El atlas era como el que la profesora Florence nos había enseñado en primero de bachillerato, con cantoneras de piel. Revisé las páginas, fijándome en tramos azules de tierra que no me decían nada, y hojeé mapas de lugares extraños con nombres como Tonga, Afganistán o El Salvador. Había mucho mundo del que nunca había oído hablar. Me intrigaba cómo serían aquellos sitios: vastas extensiones de tierra, terrenos salpicados de montañas o tal vez lujuriantes paraísos tropicales. ¿Habrían sufrido la epidemia como nosotros?

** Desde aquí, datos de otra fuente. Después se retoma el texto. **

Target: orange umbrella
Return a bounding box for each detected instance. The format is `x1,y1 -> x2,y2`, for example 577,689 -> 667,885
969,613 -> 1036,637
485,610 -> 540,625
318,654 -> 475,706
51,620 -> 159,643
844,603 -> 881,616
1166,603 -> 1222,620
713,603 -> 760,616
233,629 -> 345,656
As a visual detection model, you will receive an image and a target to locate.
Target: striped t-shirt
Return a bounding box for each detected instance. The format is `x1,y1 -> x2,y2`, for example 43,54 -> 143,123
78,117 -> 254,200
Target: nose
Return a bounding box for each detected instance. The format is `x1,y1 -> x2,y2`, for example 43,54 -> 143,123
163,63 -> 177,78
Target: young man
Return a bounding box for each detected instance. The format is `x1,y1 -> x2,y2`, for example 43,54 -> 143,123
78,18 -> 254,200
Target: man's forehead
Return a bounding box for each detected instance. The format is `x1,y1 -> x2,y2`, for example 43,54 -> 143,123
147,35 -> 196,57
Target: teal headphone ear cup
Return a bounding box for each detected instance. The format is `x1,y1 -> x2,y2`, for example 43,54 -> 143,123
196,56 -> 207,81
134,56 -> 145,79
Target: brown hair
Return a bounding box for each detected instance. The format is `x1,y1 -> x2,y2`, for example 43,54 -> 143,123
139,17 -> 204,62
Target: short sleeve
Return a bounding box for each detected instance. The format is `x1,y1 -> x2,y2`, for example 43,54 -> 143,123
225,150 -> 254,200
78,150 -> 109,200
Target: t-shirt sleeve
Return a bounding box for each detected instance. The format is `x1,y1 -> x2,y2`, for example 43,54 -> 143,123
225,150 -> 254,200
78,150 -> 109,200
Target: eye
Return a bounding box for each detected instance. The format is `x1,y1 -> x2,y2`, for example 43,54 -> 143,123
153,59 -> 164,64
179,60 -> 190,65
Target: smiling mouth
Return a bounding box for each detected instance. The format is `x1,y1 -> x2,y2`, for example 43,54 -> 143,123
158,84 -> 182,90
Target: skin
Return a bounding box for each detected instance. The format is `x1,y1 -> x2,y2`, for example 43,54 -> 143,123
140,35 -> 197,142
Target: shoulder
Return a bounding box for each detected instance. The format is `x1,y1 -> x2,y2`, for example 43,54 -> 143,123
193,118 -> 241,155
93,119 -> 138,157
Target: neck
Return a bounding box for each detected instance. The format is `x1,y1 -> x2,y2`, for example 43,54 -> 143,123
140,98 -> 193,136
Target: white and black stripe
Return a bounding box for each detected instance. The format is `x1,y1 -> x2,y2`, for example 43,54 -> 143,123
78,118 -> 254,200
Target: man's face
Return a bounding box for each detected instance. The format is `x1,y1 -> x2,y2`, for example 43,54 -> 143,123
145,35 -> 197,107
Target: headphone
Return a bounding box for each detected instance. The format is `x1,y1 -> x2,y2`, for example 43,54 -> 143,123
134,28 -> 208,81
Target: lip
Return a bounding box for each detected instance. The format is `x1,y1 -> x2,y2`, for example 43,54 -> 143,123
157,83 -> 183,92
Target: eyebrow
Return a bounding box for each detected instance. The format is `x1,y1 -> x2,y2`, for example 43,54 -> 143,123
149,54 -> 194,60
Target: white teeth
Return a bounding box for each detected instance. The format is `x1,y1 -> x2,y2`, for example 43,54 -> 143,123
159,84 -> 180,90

Al pasar las páginas, nada se parecía a lo que yo conocía. En la estantería había otro atlas más pequeño: unas líneas cruzaban los mapas y estaban señaladas con números. Por fin encontré la señal: 80. Mi dedo siguió la línea por toda la página hasta señalar una mancha azul: el mar.

Por primera vez en varios días la sensación de posibilidad se impuso al terror. Estudié los mapas y arranqué las páginas en las que aparecía Sedona, Arizona, la zona verde debajo del número 80, y unos lugares llamados Los Ángeles y San Francisco. Los uní en el suelo y hallé el gran lago junto al que vivía Caleb: Tahoe.

Al día siguiente me aprovisionaría e iría al norte, a Califia. No podía permanecer otro día en la casa, dejándome morir. Aunque los soldados me encontrasen, aunque me derrumbase en pleno desierto, a la sombra de las gigantescas rocas, tenía que continuar. Al menos debía intentarlo.